Gli porse un foglio di carta. Carvalho aprì un altro po’ la porta per riuscire a leggere: “Ho tra le mani una questione che può interessarla”. Carvalho posò il biglietto sopra la mensola dell’ingresso e tornò in camera. Indossò gli indumenti ammucchiati su una sedia a dondolo, mentre Charo si schiacciava i punti neri allo specchio della toeletta.
“Torno domani. Hai molti appuntamenti oggi?”
“Quatto o cinque, dalle sette in poi.”
“Tranquilli?”
“Psé. Un po’ di tutto. Ma puoi venire qui a dormire se vuoi.”
“Devo passare da casa mia. Caso mai ci fosse posta. Ho trascurato le mie cose, ultimamente.”

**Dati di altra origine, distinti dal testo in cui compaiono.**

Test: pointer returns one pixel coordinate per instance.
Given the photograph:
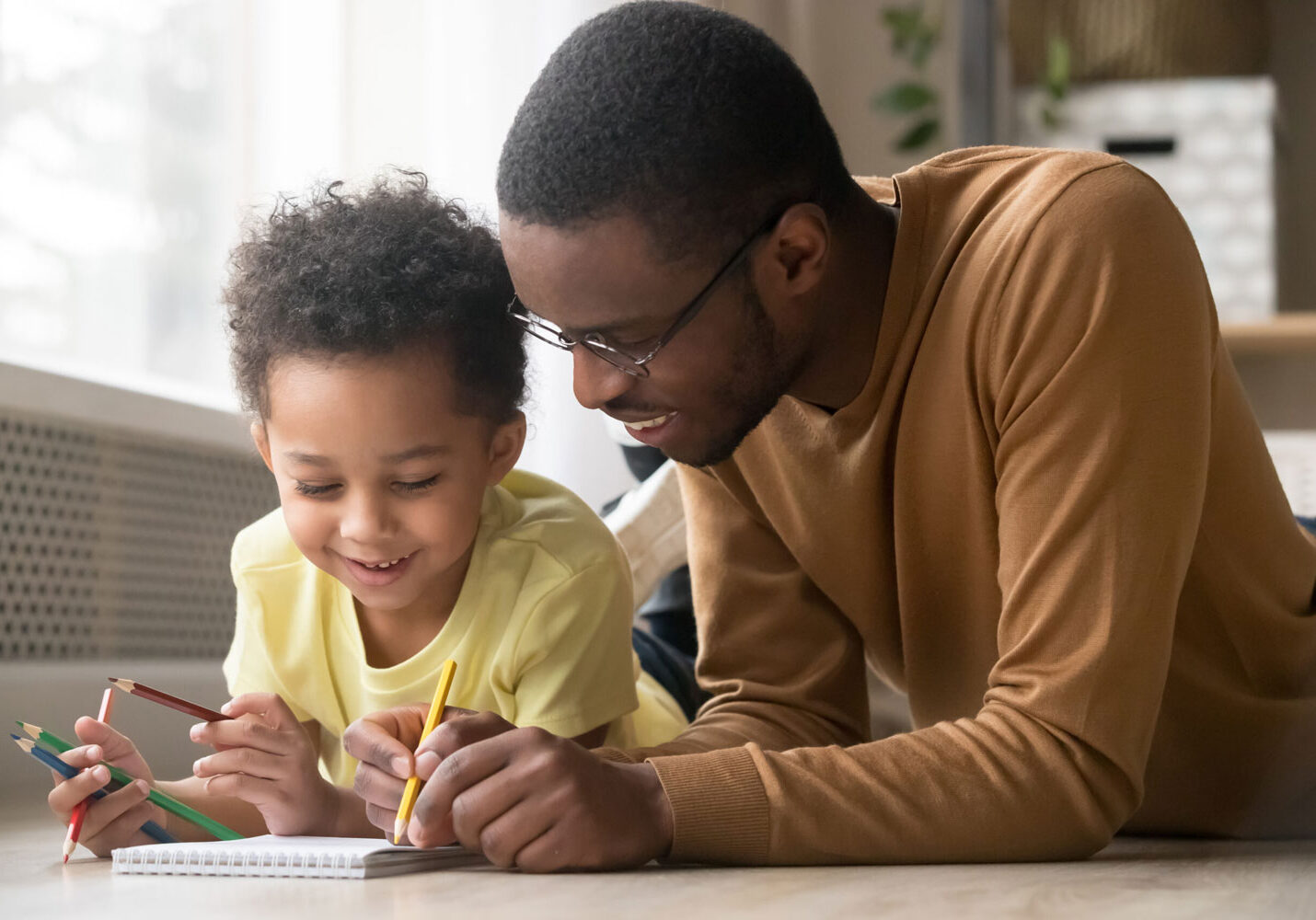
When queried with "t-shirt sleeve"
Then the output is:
(248, 666)
(574, 663)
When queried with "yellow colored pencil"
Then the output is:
(436, 712)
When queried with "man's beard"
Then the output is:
(756, 382)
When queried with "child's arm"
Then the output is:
(268, 763)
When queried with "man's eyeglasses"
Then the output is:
(618, 358)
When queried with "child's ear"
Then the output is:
(505, 448)
(262, 443)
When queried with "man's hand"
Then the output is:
(523, 797)
(266, 758)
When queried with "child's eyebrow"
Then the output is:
(419, 452)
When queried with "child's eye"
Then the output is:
(420, 486)
(306, 489)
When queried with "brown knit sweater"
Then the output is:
(1049, 517)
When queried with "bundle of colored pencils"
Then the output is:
(55, 745)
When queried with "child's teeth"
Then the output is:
(652, 422)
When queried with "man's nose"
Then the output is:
(595, 381)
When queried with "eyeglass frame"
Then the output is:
(597, 346)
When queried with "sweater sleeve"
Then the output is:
(1096, 373)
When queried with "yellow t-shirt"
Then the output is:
(541, 629)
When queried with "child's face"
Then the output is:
(379, 478)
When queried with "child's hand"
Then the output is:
(383, 742)
(268, 760)
(115, 820)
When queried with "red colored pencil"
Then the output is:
(79, 813)
(167, 699)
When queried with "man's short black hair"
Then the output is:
(375, 272)
(686, 118)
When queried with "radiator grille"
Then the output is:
(116, 545)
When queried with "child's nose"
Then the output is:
(366, 517)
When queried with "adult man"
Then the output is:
(975, 425)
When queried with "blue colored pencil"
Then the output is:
(150, 828)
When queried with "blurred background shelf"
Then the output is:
(1285, 333)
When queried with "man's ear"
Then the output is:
(798, 249)
(505, 448)
(262, 443)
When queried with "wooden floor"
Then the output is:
(1131, 880)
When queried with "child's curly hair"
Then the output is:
(373, 272)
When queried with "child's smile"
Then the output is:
(382, 478)
(379, 573)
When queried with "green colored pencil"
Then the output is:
(164, 800)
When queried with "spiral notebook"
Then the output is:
(291, 857)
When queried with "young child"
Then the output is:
(373, 349)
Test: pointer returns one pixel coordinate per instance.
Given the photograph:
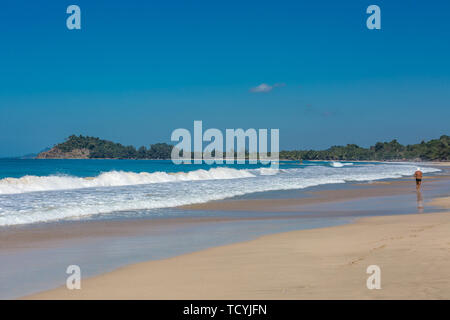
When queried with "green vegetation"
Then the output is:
(437, 149)
(99, 149)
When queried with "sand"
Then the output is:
(412, 251)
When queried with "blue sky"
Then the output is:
(137, 70)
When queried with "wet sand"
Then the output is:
(412, 251)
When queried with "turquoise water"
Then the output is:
(17, 168)
(34, 191)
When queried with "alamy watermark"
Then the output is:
(374, 280)
(238, 147)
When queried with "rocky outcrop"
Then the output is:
(56, 153)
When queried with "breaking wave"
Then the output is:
(113, 179)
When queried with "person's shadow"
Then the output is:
(419, 201)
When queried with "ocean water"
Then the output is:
(33, 191)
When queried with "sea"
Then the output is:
(43, 190)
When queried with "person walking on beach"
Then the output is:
(418, 175)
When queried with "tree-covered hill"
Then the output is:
(84, 147)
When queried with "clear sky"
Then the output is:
(137, 70)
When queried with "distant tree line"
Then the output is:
(437, 149)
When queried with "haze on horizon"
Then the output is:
(137, 71)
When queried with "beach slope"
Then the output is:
(412, 251)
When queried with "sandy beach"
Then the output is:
(412, 252)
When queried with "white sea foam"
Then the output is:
(337, 164)
(113, 179)
(139, 193)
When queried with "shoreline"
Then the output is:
(398, 189)
(324, 263)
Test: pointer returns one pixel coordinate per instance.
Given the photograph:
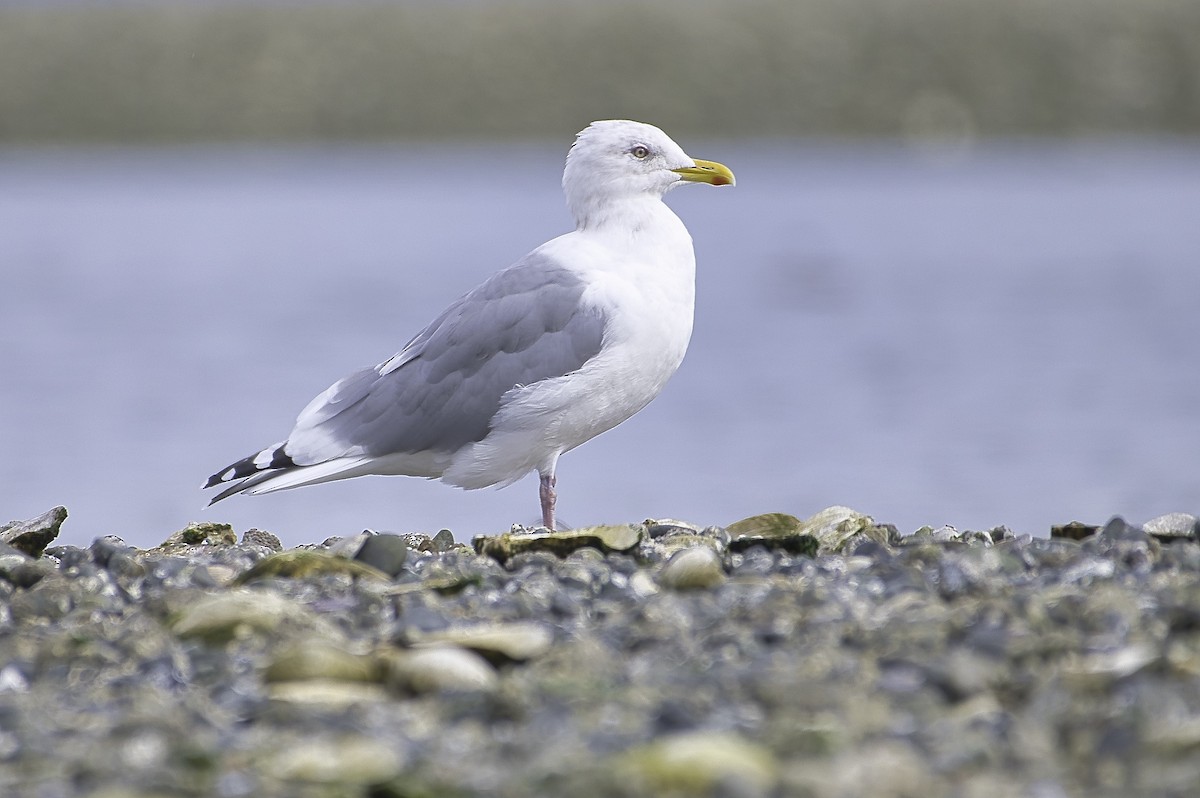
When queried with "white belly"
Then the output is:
(645, 343)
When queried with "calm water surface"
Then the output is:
(1009, 339)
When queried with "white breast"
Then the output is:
(643, 281)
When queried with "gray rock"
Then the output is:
(439, 669)
(384, 552)
(34, 535)
(1174, 526)
(696, 568)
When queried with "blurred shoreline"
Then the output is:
(919, 70)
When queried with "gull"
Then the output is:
(565, 343)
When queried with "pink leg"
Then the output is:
(547, 496)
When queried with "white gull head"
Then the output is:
(618, 161)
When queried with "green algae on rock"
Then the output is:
(690, 569)
(618, 538)
(301, 563)
(34, 535)
(700, 763)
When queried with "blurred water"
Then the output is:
(1005, 339)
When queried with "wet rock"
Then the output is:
(923, 666)
(702, 763)
(225, 616)
(349, 761)
(501, 642)
(696, 568)
(299, 563)
(1074, 531)
(384, 552)
(315, 658)
(262, 538)
(607, 539)
(438, 669)
(203, 533)
(664, 539)
(773, 531)
(1174, 526)
(328, 694)
(34, 535)
(11, 558)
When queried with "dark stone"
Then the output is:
(385, 552)
(1074, 531)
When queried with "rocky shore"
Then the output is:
(822, 658)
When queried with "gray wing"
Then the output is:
(522, 325)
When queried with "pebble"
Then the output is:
(780, 655)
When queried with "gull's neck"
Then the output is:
(625, 216)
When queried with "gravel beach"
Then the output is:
(823, 658)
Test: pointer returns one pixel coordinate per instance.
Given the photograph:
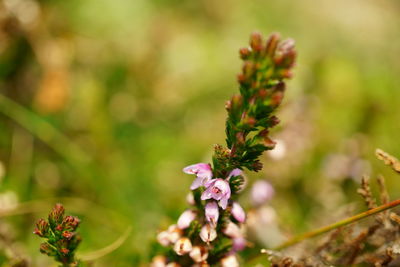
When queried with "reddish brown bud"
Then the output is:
(272, 44)
(276, 98)
(262, 93)
(244, 53)
(248, 69)
(236, 102)
(67, 234)
(71, 221)
(274, 121)
(257, 166)
(241, 78)
(268, 142)
(42, 228)
(256, 42)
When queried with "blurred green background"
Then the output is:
(102, 103)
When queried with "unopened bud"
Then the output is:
(199, 254)
(244, 53)
(273, 121)
(277, 98)
(269, 143)
(208, 233)
(42, 228)
(256, 41)
(163, 238)
(183, 246)
(174, 233)
(67, 235)
(248, 69)
(272, 44)
(236, 102)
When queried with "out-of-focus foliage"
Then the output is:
(126, 93)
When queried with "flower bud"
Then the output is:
(232, 230)
(238, 212)
(186, 219)
(174, 233)
(212, 213)
(244, 53)
(159, 261)
(272, 44)
(208, 233)
(198, 254)
(183, 246)
(261, 192)
(256, 41)
(42, 228)
(56, 215)
(229, 261)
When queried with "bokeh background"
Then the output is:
(102, 103)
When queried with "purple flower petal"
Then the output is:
(238, 212)
(223, 203)
(196, 183)
(212, 213)
(207, 194)
(235, 172)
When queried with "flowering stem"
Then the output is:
(338, 224)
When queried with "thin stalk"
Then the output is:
(322, 230)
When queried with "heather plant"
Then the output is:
(212, 230)
(61, 238)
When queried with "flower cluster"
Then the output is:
(197, 231)
(60, 234)
(212, 230)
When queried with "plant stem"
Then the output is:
(322, 230)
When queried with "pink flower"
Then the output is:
(185, 219)
(232, 230)
(208, 233)
(218, 189)
(234, 172)
(261, 192)
(203, 172)
(212, 213)
(238, 212)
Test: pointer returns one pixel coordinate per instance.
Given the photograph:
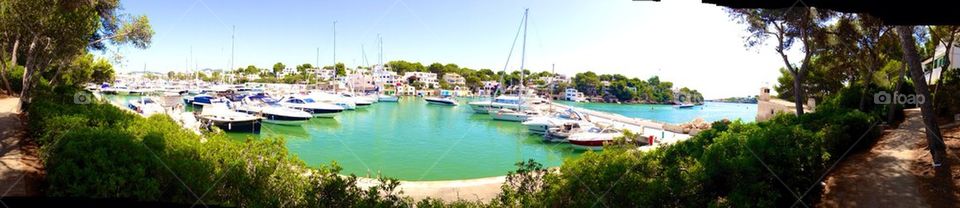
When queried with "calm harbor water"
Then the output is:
(709, 111)
(413, 140)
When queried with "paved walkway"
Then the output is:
(881, 177)
(19, 166)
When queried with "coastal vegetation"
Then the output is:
(99, 151)
(44, 37)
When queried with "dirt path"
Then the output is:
(480, 189)
(19, 166)
(881, 177)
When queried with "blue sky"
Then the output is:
(686, 42)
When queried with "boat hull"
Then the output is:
(388, 98)
(538, 128)
(587, 145)
(439, 101)
(509, 117)
(247, 126)
(280, 119)
(322, 113)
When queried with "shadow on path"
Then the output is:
(20, 168)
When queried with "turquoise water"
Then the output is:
(413, 140)
(709, 111)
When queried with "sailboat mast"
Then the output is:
(523, 53)
(232, 40)
(380, 59)
(335, 86)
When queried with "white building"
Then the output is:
(932, 67)
(572, 94)
(454, 79)
(287, 71)
(555, 79)
(323, 74)
(383, 76)
(428, 79)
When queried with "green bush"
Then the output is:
(733, 164)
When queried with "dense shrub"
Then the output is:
(99, 151)
(948, 99)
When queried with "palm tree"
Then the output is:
(912, 59)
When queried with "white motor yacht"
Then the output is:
(228, 120)
(503, 101)
(145, 106)
(271, 111)
(441, 100)
(345, 103)
(562, 132)
(540, 124)
(505, 114)
(317, 109)
(388, 98)
(594, 138)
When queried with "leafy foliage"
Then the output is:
(100, 151)
(730, 165)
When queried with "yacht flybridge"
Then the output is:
(317, 109)
(272, 111)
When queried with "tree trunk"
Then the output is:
(13, 61)
(798, 92)
(866, 84)
(912, 59)
(28, 74)
(3, 66)
(946, 66)
(891, 115)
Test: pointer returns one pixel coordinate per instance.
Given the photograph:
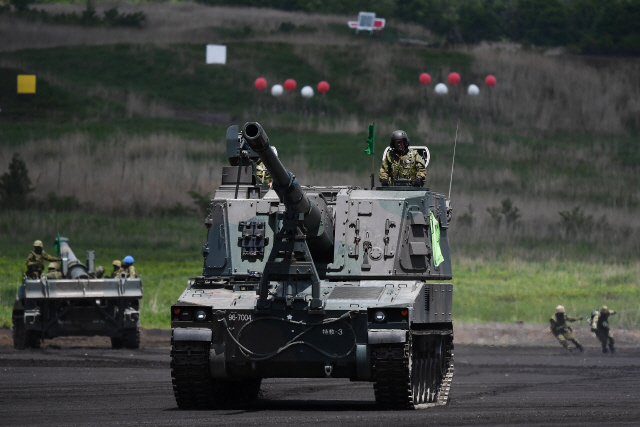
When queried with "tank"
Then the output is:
(315, 282)
(79, 304)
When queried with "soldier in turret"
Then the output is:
(561, 330)
(600, 325)
(261, 170)
(117, 268)
(128, 268)
(53, 272)
(402, 163)
(35, 260)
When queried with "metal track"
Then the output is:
(445, 387)
(192, 385)
(392, 378)
(392, 385)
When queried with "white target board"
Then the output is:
(216, 54)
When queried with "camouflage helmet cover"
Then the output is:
(399, 136)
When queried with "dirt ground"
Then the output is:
(468, 333)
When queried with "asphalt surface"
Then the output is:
(66, 384)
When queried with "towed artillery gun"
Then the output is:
(315, 282)
(79, 304)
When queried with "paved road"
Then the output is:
(493, 386)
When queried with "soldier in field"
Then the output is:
(600, 325)
(561, 330)
(35, 260)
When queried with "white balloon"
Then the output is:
(277, 90)
(307, 92)
(441, 89)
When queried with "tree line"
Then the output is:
(590, 26)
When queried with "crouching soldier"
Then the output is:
(561, 330)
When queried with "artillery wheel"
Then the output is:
(193, 386)
(23, 339)
(130, 338)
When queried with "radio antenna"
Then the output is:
(454, 159)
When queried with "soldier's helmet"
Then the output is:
(400, 142)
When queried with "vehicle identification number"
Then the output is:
(239, 317)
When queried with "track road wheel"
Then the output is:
(131, 338)
(193, 386)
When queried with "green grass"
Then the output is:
(509, 289)
(501, 288)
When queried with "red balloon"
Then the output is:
(454, 78)
(260, 83)
(290, 84)
(323, 87)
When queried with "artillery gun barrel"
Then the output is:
(75, 269)
(290, 192)
(284, 182)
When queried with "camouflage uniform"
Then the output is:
(600, 325)
(408, 166)
(117, 268)
(262, 173)
(561, 330)
(130, 271)
(53, 271)
(35, 262)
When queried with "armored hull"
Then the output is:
(350, 285)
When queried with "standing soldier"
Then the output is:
(561, 330)
(53, 272)
(127, 266)
(401, 162)
(261, 170)
(35, 261)
(600, 325)
(117, 268)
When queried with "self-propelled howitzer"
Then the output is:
(315, 281)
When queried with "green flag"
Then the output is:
(371, 140)
(435, 240)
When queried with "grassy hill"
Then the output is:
(546, 184)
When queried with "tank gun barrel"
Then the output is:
(75, 269)
(315, 220)
(284, 182)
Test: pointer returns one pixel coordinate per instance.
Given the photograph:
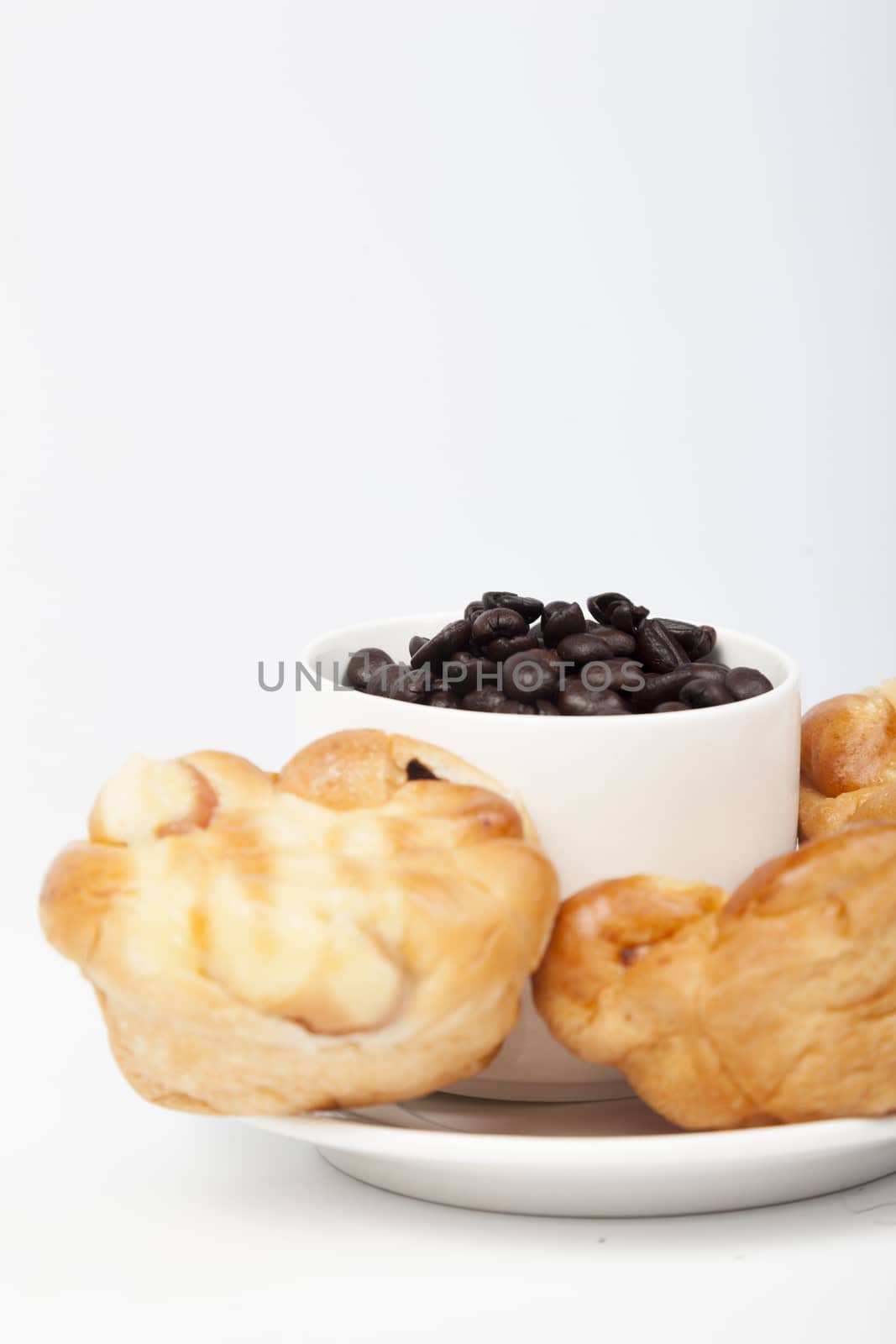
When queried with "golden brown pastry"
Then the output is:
(849, 763)
(778, 1005)
(355, 931)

Carvalho andò verso l’ingresso ma d’improvviso cambiò rotta, entrando in cucina. Il frigorifero gli offrì una luminosità analoga al suo vuoto. cacciò il dito nella panna montata di un pasticcino e poi se lo succhiò. Decise di prendere un bicchiere di acqua ghiacciata e mezza tavoletta di cioccolato. Notò che la bottiglia di champagne, una costante nel frigorifero di Charo, era ancora a metà. La stappò e bevve qualche sorso dello champagne liscio e gelido, ormai sgasato. Svuotò il rimanente nell’acquaio e, voltandosi, vide Charo appoggiata allo stipite della porta, con la faccia coperta di crema, e avvolta in un accappatoio bianco.
“Grazie per avermela svuotata.”
“era andata a male.”
“Mi piace andato a male.”
“Scusami.”
Ma Charo era scomparsa dal vano della porta e gli aveva liberato la strada. Carvalho raggiunse l’ingresso dove la Grassa stava aspettando tra sbuffi d’impazienza.